Boost logo

Boost :

Subject: Re: [boost] NuDB: A fast key/value insert-only database for SSD drives in C++11
From: Vinnie Falco (vinnie.falco_at_[hidden])
Date: 2017-03-22 03:08:30


On Tue, Mar 21, 2017 at 10:50 PM, Lee Clagett via Boost
<boost_at_[hidden]> wrote:
> Have you compared this to LMDB?

In our application (rippled) LMDB performs quite poorly even compared
to LevelDB, which performed poorly compared to NuDB. Its true that the
rippled workload is quite niche.

> The pathological case is power loss, which cannot be unit tested
> easily (and probably isn't possible).

I think this can be unit tested, and I believe that NuDB's unit test
covers the case of power loss. I think we can agree that power loss on
a read is uninteresting (since it can't corrupt data). The unit test
models a power loss as a fatal error during a write. The test
exercises all possible fatal errors using an incremental approach (I
alluded to this in my previous message).

The database template requires a File type to instantiate:

  template<class Hasher, class File>
  class basic_store;

NuDB comes with posix_file and win32_file. The unit test uses its own
fail_file which wraps the native file and generates a simulated error
on the Nth write:
https://github.com/vinniefalco/NuDB/blob/master/extras/nudb/test/fail_file.hpp#L143

The test implementation tries to insert a bunch of records into a new
database using a fail_file, incrementing the counter as it goes. On a
failure it tries to recover (which can also result in a failed write).
After the recover fails, it verifies that the database is still
consistent. You can see the test implementation:
https://github.com/vinniefalco/NuDB/blob/master/test/recover.cpp#L125

I *think* this test proves that the implementation maintains
consistency on any power loss. would very much like anyone who is
interested to tell me whether this approach works.

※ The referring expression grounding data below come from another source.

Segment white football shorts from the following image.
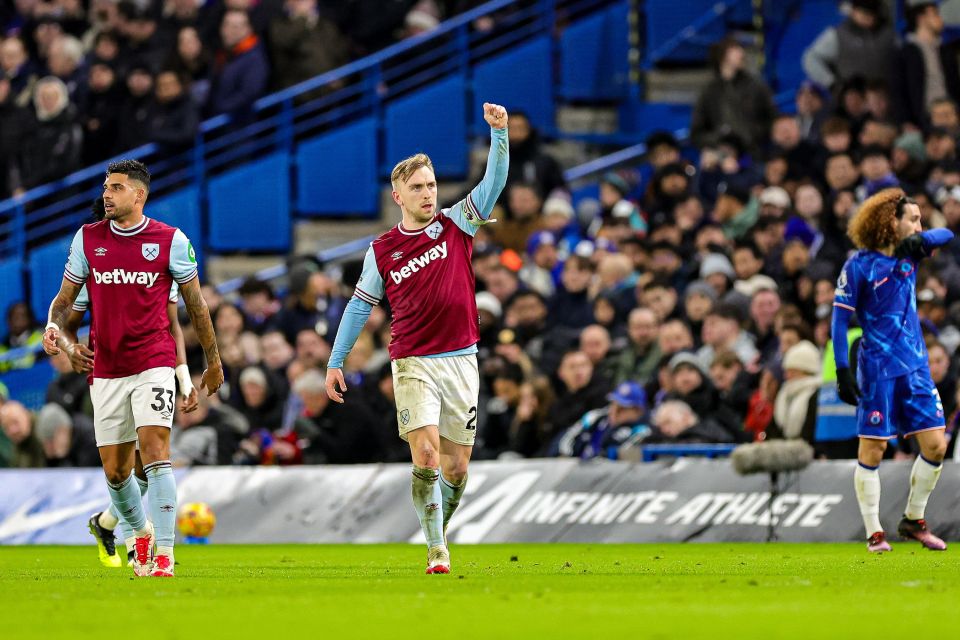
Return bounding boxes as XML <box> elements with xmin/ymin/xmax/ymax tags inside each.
<box><xmin>391</xmin><ymin>354</ymin><xmax>479</xmax><ymax>446</ymax></box>
<box><xmin>90</xmin><ymin>367</ymin><xmax>176</xmax><ymax>446</ymax></box>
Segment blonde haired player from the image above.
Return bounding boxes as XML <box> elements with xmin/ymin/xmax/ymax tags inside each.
<box><xmin>326</xmin><ymin>102</ymin><xmax>509</xmax><ymax>574</ymax></box>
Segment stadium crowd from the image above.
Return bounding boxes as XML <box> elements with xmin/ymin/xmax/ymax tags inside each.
<box><xmin>0</xmin><ymin>0</ymin><xmax>498</xmax><ymax>198</ymax></box>
<box><xmin>5</xmin><ymin>0</ymin><xmax>960</xmax><ymax>468</ymax></box>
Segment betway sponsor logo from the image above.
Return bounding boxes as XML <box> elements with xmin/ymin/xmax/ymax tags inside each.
<box><xmin>388</xmin><ymin>241</ymin><xmax>447</xmax><ymax>284</ymax></box>
<box><xmin>92</xmin><ymin>267</ymin><xmax>159</xmax><ymax>287</ymax></box>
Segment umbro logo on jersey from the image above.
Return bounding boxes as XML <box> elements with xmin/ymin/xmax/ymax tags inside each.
<box><xmin>94</xmin><ymin>247</ymin><xmax>107</xmax><ymax>257</ymax></box>
<box><xmin>389</xmin><ymin>241</ymin><xmax>447</xmax><ymax>284</ymax></box>
<box><xmin>91</xmin><ymin>267</ymin><xmax>160</xmax><ymax>288</ymax></box>
<box><xmin>391</xmin><ymin>251</ymin><xmax>404</xmax><ymax>260</ymax></box>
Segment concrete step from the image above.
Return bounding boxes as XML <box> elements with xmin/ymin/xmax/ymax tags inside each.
<box><xmin>556</xmin><ymin>105</ymin><xmax>619</xmax><ymax>134</ymax></box>
<box><xmin>293</xmin><ymin>218</ymin><xmax>388</xmax><ymax>256</ymax></box>
<box><xmin>645</xmin><ymin>68</ymin><xmax>714</xmax><ymax>105</ymax></box>
<box><xmin>205</xmin><ymin>255</ymin><xmax>286</xmax><ymax>287</ymax></box>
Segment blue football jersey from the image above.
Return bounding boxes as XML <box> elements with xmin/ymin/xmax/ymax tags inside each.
<box><xmin>833</xmin><ymin>251</ymin><xmax>926</xmax><ymax>380</ymax></box>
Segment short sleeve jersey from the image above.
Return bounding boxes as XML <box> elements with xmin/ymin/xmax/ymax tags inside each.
<box><xmin>64</xmin><ymin>217</ymin><xmax>197</xmax><ymax>378</ymax></box>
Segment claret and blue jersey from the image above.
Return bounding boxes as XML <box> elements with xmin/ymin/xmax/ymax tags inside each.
<box><xmin>329</xmin><ymin>126</ymin><xmax>509</xmax><ymax>368</ymax></box>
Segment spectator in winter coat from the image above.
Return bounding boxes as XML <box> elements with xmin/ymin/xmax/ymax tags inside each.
<box><xmin>269</xmin><ymin>0</ymin><xmax>348</xmax><ymax>91</ymax></box>
<box><xmin>802</xmin><ymin>0</ymin><xmax>895</xmax><ymax>90</ymax></box>
<box><xmin>18</xmin><ymin>76</ymin><xmax>82</xmax><ymax>189</ymax></box>
<box><xmin>691</xmin><ymin>37</ymin><xmax>776</xmax><ymax>155</ymax></box>
<box><xmin>208</xmin><ymin>10</ymin><xmax>270</xmax><ymax>118</ymax></box>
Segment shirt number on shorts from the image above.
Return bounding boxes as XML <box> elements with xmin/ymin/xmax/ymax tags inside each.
<box><xmin>151</xmin><ymin>387</ymin><xmax>174</xmax><ymax>414</ymax></box>
<box><xmin>466</xmin><ymin>406</ymin><xmax>477</xmax><ymax>430</ymax></box>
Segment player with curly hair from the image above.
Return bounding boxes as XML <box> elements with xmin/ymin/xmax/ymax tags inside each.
<box><xmin>832</xmin><ymin>188</ymin><xmax>953</xmax><ymax>552</ymax></box>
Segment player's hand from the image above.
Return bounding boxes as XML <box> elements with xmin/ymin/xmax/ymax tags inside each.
<box><xmin>66</xmin><ymin>343</ymin><xmax>94</xmax><ymax>374</ymax></box>
<box><xmin>326</xmin><ymin>367</ymin><xmax>346</xmax><ymax>403</ymax></box>
<box><xmin>200</xmin><ymin>361</ymin><xmax>224</xmax><ymax>397</ymax></box>
<box><xmin>894</xmin><ymin>233</ymin><xmax>924</xmax><ymax>260</ymax></box>
<box><xmin>180</xmin><ymin>387</ymin><xmax>199</xmax><ymax>413</ymax></box>
<box><xmin>483</xmin><ymin>102</ymin><xmax>508</xmax><ymax>129</ymax></box>
<box><xmin>836</xmin><ymin>367</ymin><xmax>860</xmax><ymax>406</ymax></box>
<box><xmin>42</xmin><ymin>328</ymin><xmax>60</xmax><ymax>356</ymax></box>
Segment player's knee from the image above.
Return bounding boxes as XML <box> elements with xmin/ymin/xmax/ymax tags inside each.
<box><xmin>103</xmin><ymin>465</ymin><xmax>130</xmax><ymax>485</ymax></box>
<box><xmin>923</xmin><ymin>440</ymin><xmax>947</xmax><ymax>462</ymax></box>
<box><xmin>444</xmin><ymin>460</ymin><xmax>469</xmax><ymax>485</ymax></box>
<box><xmin>412</xmin><ymin>443</ymin><xmax>439</xmax><ymax>468</ymax></box>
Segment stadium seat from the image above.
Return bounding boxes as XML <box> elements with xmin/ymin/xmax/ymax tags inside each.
<box><xmin>385</xmin><ymin>75</ymin><xmax>468</xmax><ymax>178</ymax></box>
<box><xmin>473</xmin><ymin>36</ymin><xmax>553</xmax><ymax>132</ymax></box>
<box><xmin>0</xmin><ymin>258</ymin><xmax>25</xmax><ymax>338</ymax></box>
<box><xmin>28</xmin><ymin>237</ymin><xmax>74</xmax><ymax>322</ymax></box>
<box><xmin>148</xmin><ymin>186</ymin><xmax>204</xmax><ymax>275</ymax></box>
<box><xmin>559</xmin><ymin>1</ymin><xmax>630</xmax><ymax>101</ymax></box>
<box><xmin>767</xmin><ymin>0</ymin><xmax>843</xmax><ymax>92</ymax></box>
<box><xmin>296</xmin><ymin>118</ymin><xmax>379</xmax><ymax>217</ymax></box>
<box><xmin>644</xmin><ymin>0</ymin><xmax>724</xmax><ymax>64</ymax></box>
<box><xmin>208</xmin><ymin>153</ymin><xmax>292</xmax><ymax>252</ymax></box>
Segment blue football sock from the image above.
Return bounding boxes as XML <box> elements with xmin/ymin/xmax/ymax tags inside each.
<box><xmin>411</xmin><ymin>466</ymin><xmax>444</xmax><ymax>548</ymax></box>
<box><xmin>144</xmin><ymin>461</ymin><xmax>177</xmax><ymax>549</ymax></box>
<box><xmin>106</xmin><ymin>472</ymin><xmax>147</xmax><ymax>532</ymax></box>
<box><xmin>116</xmin><ymin>476</ymin><xmax>149</xmax><ymax>545</ymax></box>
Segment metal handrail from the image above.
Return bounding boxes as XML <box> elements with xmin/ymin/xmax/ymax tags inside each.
<box><xmin>641</xmin><ymin>1</ymin><xmax>741</xmax><ymax>70</ymax></box>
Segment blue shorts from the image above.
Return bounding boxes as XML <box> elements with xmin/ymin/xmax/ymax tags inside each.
<box><xmin>856</xmin><ymin>365</ymin><xmax>945</xmax><ymax>439</ymax></box>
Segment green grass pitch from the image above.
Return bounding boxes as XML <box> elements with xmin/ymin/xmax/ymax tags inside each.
<box><xmin>3</xmin><ymin>544</ymin><xmax>958</xmax><ymax>639</ymax></box>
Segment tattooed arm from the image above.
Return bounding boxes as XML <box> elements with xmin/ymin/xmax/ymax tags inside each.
<box><xmin>44</xmin><ymin>279</ymin><xmax>87</xmax><ymax>358</ymax></box>
<box><xmin>179</xmin><ymin>276</ymin><xmax>223</xmax><ymax>396</ymax></box>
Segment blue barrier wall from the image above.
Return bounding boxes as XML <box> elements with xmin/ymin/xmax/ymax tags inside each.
<box><xmin>560</xmin><ymin>1</ymin><xmax>629</xmax><ymax>100</ymax></box>
<box><xmin>208</xmin><ymin>154</ymin><xmax>292</xmax><ymax>252</ymax></box>
<box><xmin>148</xmin><ymin>186</ymin><xmax>204</xmax><ymax>275</ymax></box>
<box><xmin>296</xmin><ymin>118</ymin><xmax>380</xmax><ymax>216</ymax></box>
<box><xmin>384</xmin><ymin>75</ymin><xmax>469</xmax><ymax>178</ymax></box>
<box><xmin>473</xmin><ymin>36</ymin><xmax>554</xmax><ymax>130</ymax></box>
<box><xmin>0</xmin><ymin>258</ymin><xmax>25</xmax><ymax>338</ymax></box>
<box><xmin>28</xmin><ymin>237</ymin><xmax>73</xmax><ymax>323</ymax></box>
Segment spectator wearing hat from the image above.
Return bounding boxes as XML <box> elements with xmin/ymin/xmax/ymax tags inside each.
<box><xmin>540</xmin><ymin>195</ymin><xmax>582</xmax><ymax>255</ymax></box>
<box><xmin>699</xmin><ymin>253</ymin><xmax>736</xmax><ymax>299</ymax></box>
<box><xmin>234</xmin><ymin>365</ymin><xmax>285</xmax><ymax>433</ymax></box>
<box><xmin>35</xmin><ymin>402</ymin><xmax>98</xmax><ymax>467</ymax></box>
<box><xmin>475</xmin><ymin>291</ymin><xmax>503</xmax><ymax>354</ymax></box>
<box><xmin>768</xmin><ymin>340</ymin><xmax>821</xmax><ymax>442</ymax></box>
<box><xmin>697</xmin><ymin>302</ymin><xmax>759</xmax><ymax>370</ymax></box>
<box><xmin>0</xmin><ymin>401</ymin><xmax>45</xmax><ymax>468</ymax></box>
<box><xmin>663</xmin><ymin>351</ymin><xmax>741</xmax><ymax>440</ymax></box>
<box><xmin>802</xmin><ymin>0</ymin><xmax>895</xmax><ymax>90</ymax></box>
<box><xmin>894</xmin><ymin>1</ymin><xmax>960</xmax><ymax>129</ymax></box>
<box><xmin>892</xmin><ymin>131</ymin><xmax>929</xmax><ymax>189</ymax></box>
<box><xmin>519</xmin><ymin>230</ymin><xmax>559</xmax><ymax>297</ymax></box>
<box><xmin>599</xmin><ymin>172</ymin><xmax>647</xmax><ymax>236</ymax></box>
<box><xmin>554</xmin><ymin>380</ymin><xmax>650</xmax><ymax>459</ymax></box>
<box><xmin>117</xmin><ymin>3</ymin><xmax>169</xmax><ymax>72</ymax></box>
<box><xmin>683</xmin><ymin>280</ymin><xmax>717</xmax><ymax>342</ymax></box>
<box><xmin>691</xmin><ymin>36</ymin><xmax>776</xmax><ymax>155</ymax></box>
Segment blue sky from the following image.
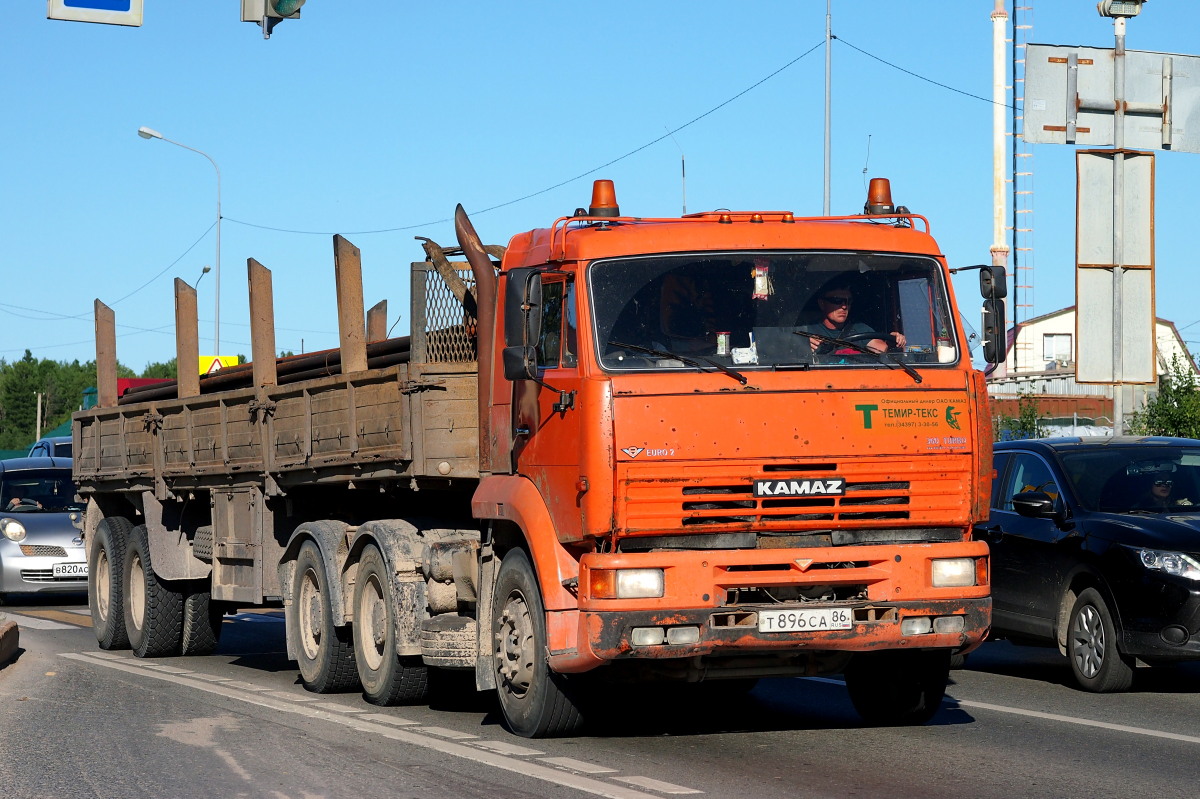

> - The key-file is append only so NuDB has multiple blocks of sorted
> records. So hopefully the insertions do not cause lots of blocks or
> the algorithm becomes a linear search.

There's no sorting going on here, the key file is an on-disk hash
table where each bucket holds a good-sized number of keys (so that a
single read from the key file does the most work).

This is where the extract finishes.